Doxorubicin: Risk of heart toxicity. Wait at least 3 days after drug administration before HBOT.
Cisplatin: May impair wound healing. Avoid concurrent use except in emergencies.
Pressures above 2.5 atmospheres or sessions longer than 90 minutes have been linked to oxygen toxicity and ear problems.
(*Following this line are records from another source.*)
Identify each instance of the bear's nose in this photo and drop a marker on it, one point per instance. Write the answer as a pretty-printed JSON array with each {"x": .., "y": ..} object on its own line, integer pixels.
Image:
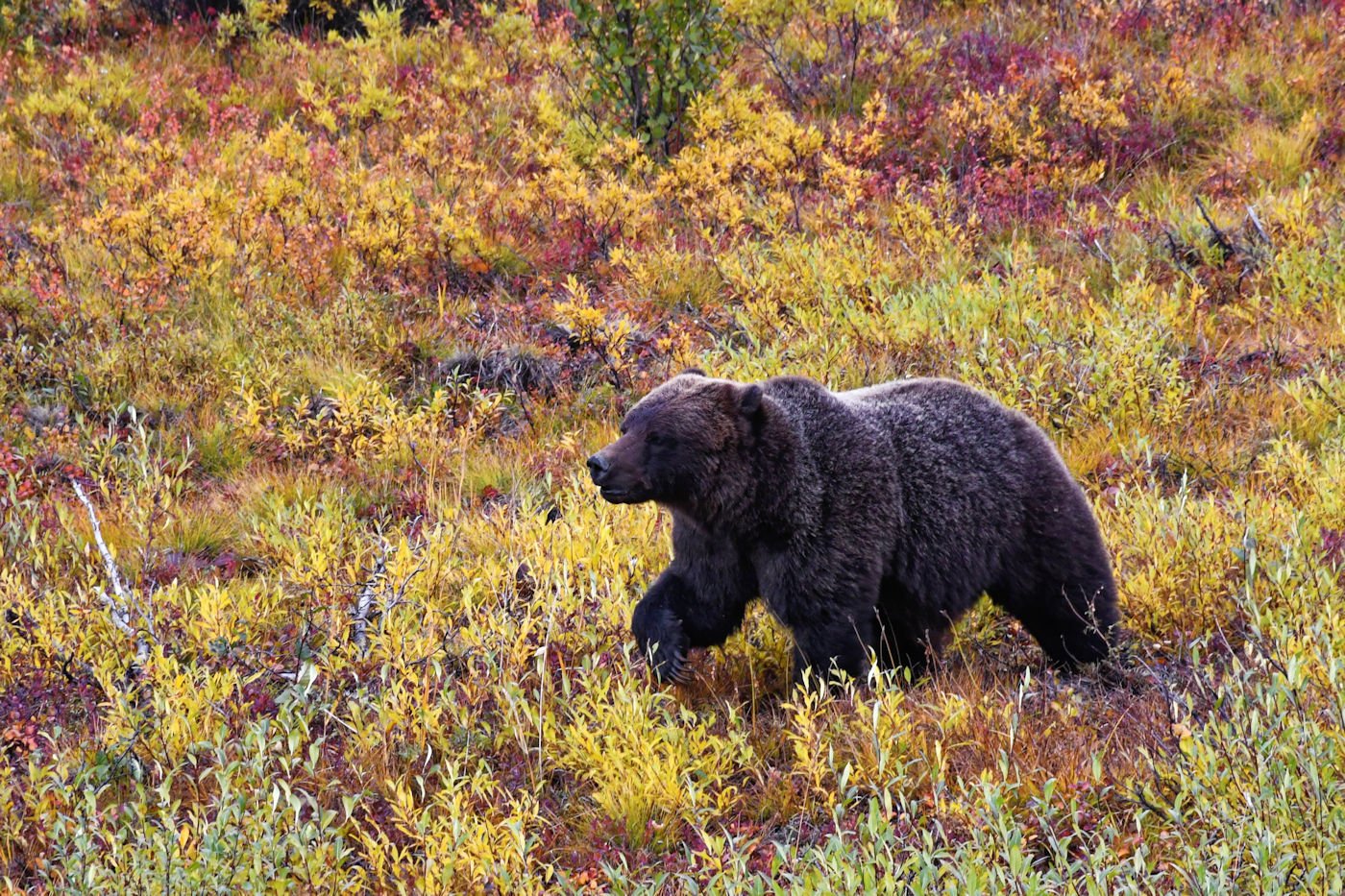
[{"x": 598, "y": 469}]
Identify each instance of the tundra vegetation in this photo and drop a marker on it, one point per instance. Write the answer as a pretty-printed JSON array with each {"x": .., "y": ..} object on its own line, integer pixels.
[{"x": 311, "y": 314}]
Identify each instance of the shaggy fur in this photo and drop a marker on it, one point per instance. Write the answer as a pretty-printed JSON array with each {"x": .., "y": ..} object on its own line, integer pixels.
[{"x": 865, "y": 520}]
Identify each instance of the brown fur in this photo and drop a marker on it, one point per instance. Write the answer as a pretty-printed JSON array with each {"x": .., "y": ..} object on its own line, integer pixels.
[{"x": 868, "y": 520}]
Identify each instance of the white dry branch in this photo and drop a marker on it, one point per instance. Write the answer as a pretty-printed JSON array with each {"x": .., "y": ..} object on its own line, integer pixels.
[
  {"x": 121, "y": 601},
  {"x": 376, "y": 590},
  {"x": 365, "y": 603}
]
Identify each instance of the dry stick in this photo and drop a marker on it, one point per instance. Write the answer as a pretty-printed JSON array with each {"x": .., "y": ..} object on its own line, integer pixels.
[
  {"x": 1257, "y": 224},
  {"x": 120, "y": 607},
  {"x": 365, "y": 604},
  {"x": 1220, "y": 240}
]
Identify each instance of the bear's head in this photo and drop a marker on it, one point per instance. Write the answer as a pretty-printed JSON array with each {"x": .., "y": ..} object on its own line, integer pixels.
[{"x": 681, "y": 443}]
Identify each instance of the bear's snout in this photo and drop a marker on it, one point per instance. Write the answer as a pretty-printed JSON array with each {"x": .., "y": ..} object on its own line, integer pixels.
[{"x": 599, "y": 467}]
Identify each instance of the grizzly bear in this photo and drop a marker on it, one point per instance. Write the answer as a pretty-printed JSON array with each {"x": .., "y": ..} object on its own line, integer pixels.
[{"x": 867, "y": 521}]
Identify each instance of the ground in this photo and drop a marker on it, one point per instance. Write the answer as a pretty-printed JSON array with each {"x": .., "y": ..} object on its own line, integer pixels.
[{"x": 323, "y": 327}]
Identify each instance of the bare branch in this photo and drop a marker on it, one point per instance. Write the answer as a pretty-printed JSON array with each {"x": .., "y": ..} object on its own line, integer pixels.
[
  {"x": 365, "y": 603},
  {"x": 120, "y": 606}
]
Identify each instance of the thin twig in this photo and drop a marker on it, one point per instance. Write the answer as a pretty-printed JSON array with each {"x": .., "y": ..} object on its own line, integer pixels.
[
  {"x": 365, "y": 604},
  {"x": 1220, "y": 240},
  {"x": 120, "y": 606}
]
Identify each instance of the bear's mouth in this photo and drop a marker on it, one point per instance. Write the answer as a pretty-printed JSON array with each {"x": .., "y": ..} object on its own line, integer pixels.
[{"x": 621, "y": 496}]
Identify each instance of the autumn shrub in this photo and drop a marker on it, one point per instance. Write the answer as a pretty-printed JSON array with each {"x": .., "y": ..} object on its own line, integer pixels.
[{"x": 648, "y": 60}]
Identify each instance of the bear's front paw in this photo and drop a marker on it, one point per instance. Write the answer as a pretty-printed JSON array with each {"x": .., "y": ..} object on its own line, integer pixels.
[{"x": 662, "y": 641}]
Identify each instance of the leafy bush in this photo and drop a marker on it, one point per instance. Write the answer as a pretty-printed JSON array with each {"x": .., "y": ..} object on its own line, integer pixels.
[{"x": 648, "y": 61}]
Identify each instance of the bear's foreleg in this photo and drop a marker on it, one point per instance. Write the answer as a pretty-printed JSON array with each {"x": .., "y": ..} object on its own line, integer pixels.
[{"x": 674, "y": 617}]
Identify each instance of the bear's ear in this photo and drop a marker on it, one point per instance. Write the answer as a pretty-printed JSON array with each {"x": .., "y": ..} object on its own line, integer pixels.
[{"x": 749, "y": 400}]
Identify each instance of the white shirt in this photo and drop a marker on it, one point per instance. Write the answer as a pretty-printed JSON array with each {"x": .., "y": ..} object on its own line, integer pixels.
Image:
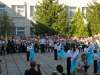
[{"x": 43, "y": 41}]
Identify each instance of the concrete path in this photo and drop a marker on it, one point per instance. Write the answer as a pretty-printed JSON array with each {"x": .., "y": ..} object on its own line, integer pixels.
[{"x": 16, "y": 64}]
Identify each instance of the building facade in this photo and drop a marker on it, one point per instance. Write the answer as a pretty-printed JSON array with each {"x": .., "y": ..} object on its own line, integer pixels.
[{"x": 22, "y": 12}]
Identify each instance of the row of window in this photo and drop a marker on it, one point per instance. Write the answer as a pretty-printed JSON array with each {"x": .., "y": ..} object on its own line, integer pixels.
[{"x": 19, "y": 10}]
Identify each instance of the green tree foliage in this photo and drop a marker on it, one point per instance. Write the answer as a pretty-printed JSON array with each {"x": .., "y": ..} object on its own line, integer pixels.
[
  {"x": 93, "y": 17},
  {"x": 52, "y": 15},
  {"x": 6, "y": 25},
  {"x": 78, "y": 28}
]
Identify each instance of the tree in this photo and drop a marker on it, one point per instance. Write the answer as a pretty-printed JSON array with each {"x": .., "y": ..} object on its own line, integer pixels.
[
  {"x": 78, "y": 28},
  {"x": 93, "y": 17},
  {"x": 6, "y": 24},
  {"x": 53, "y": 15}
]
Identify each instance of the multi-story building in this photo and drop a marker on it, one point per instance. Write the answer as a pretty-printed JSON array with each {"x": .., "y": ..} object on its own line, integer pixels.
[{"x": 22, "y": 12}]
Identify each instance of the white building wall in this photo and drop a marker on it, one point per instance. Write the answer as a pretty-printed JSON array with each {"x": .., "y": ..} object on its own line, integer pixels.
[{"x": 24, "y": 19}]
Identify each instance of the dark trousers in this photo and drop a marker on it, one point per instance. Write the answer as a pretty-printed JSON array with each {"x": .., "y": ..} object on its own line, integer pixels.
[
  {"x": 28, "y": 54},
  {"x": 55, "y": 55},
  {"x": 42, "y": 46},
  {"x": 68, "y": 68},
  {"x": 95, "y": 66}
]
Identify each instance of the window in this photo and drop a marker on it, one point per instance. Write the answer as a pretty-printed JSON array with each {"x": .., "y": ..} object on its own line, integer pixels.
[
  {"x": 2, "y": 8},
  {"x": 84, "y": 11},
  {"x": 31, "y": 11},
  {"x": 20, "y": 31},
  {"x": 18, "y": 10},
  {"x": 72, "y": 11}
]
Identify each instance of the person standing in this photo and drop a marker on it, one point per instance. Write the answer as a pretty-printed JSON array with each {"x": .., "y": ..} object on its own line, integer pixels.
[
  {"x": 42, "y": 44},
  {"x": 32, "y": 70},
  {"x": 32, "y": 53}
]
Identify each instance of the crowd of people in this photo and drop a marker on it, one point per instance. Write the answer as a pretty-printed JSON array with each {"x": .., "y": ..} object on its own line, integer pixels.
[{"x": 79, "y": 53}]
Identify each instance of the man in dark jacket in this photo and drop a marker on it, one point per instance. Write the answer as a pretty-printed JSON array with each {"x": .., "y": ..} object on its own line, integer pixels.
[{"x": 32, "y": 70}]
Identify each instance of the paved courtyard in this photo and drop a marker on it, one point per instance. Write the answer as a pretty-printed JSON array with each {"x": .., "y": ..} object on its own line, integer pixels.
[{"x": 16, "y": 64}]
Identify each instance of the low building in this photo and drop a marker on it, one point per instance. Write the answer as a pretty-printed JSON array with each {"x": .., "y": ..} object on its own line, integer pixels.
[{"x": 22, "y": 12}]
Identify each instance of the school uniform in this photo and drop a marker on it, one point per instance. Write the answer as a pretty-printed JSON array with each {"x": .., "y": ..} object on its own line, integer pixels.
[
  {"x": 55, "y": 52},
  {"x": 68, "y": 56},
  {"x": 28, "y": 52},
  {"x": 42, "y": 45},
  {"x": 96, "y": 58},
  {"x": 74, "y": 62},
  {"x": 32, "y": 55}
]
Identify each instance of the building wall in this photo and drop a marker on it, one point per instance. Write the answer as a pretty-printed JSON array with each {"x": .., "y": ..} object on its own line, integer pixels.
[{"x": 21, "y": 11}]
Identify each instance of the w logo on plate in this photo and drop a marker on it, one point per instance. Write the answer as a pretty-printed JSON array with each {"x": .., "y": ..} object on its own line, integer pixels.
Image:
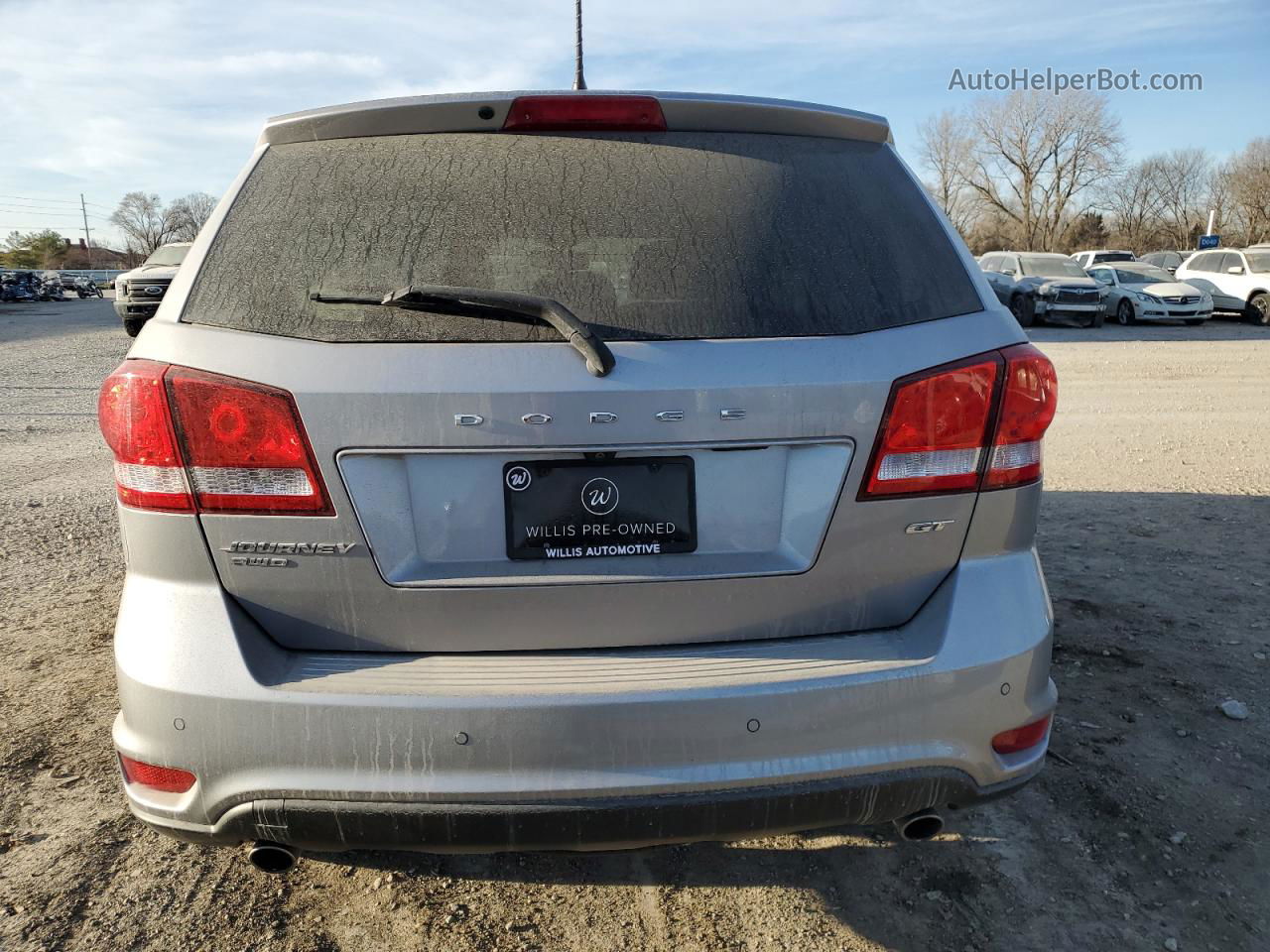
[
  {"x": 599, "y": 497},
  {"x": 518, "y": 479}
]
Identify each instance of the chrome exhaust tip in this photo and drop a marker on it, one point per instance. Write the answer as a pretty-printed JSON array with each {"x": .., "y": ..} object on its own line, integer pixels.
[
  {"x": 272, "y": 857},
  {"x": 921, "y": 825}
]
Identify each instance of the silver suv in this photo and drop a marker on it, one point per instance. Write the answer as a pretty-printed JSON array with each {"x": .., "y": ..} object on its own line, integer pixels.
[{"x": 575, "y": 471}]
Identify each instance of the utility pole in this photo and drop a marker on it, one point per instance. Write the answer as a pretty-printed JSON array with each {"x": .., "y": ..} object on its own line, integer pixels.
[
  {"x": 578, "y": 80},
  {"x": 87, "y": 236}
]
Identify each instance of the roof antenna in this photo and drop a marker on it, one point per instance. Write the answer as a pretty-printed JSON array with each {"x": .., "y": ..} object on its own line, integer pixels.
[{"x": 578, "y": 80}]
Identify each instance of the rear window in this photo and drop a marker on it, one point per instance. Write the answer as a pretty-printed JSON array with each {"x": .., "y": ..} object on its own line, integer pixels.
[{"x": 644, "y": 236}]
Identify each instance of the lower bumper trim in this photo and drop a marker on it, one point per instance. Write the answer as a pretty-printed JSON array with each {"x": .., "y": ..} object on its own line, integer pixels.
[{"x": 597, "y": 824}]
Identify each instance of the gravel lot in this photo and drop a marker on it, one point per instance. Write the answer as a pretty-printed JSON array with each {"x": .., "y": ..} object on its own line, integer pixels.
[{"x": 1141, "y": 832}]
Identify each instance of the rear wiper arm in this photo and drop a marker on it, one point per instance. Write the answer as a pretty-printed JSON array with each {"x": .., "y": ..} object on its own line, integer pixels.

Treatment parameters must be carefully managed.
Practical Takeaways
- HBOT enhances chemotherapy, radiotherapy, and immunotherapy but should not replace them
- The strongest clinical evidence exists for combining HBOT with radiation for brain tumors
- Drug timing matters significantly when combining HBOT with chemotherapy
- More large-scale human trials are needed to establish optimal treatment protocols
- Always discuss HBOT with your oncologist before pursuing it
Related Studies and Research
- Oxygen multistep therapy pilot study (46 patients)
- Athletic performance study
- Hyperoxic-Supplemented High-Intensity Interval Training
- Hyperbaric Oxygen-Facilitated Cancer Treatment: Minireview
FAQs
How does HBOT help chemotherapy drugs penetrate tumors?
HBOT breaks down the dense tissue matrix (collagen and fibronectin) surrounding tumors. Without HBOT, drugs typically penetrate only about 200 micrometers, roughly 3-5 cell layers deep. By reducing this barrier, HBOT allows chemotherapy to reach deeper into tumor tissue and affect more cancer cells.
Can HBOT be used with any chemotherapy drug?
No. Certain drugs like bleomycin, doxorubicin, and cisplatin have increased toxicity when combined with HBOT. Bleomycin should not be used within 3-4 months of HBOT. Doxorubicin requires at least a 3-day gap. Always discuss drug interactions with your oncologist.
What type of cancer responds best to HBOT?
Current evidence is strongest for brain tumors including brain metastases and glioblastoma. Studies also show benefits for breast cancer, ovarian cancer, and other solid tumors. HBOT appears most helpful for tumors with significant hypoxic regions, which is common in larger, aggressive cancers.
Is HBOT a replacement for standard cancer treatment?
No. HBOT is an adjuvant therapy, meaning it enhances other treatments but does not work well on its own. Studies consistently show that HBOT plus chemotherapy, radiation, or immunotherapy works better than HBOT alone.
Bottom Line
This comprehensive 2025 review demonstrates that hyperbaric oxygen therapy can significantly enhance the effectiveness of chemotherapy, radiotherapy, and immunotherapy for cancer treatment. By increasing tissue oxygen delivery approximately 20-fold, HBOT addresses tumor hypoxia, a fundamental barrier to effective cancer therapy. Clinical studies show response rate improvements from 67% to 95% for brain metastases when combining HBOT with radiation. The therapy works through multiple mechanisms: breaking down tissue barriers to drug delivery, enhancing radiation-induced DNA damage, and improving immune cell infiltration into tumors. While HBOT shows significant promise, it must be carefully timed with certain chemotherapy drugs and used as an enhancement to standard treatments, not a replacement.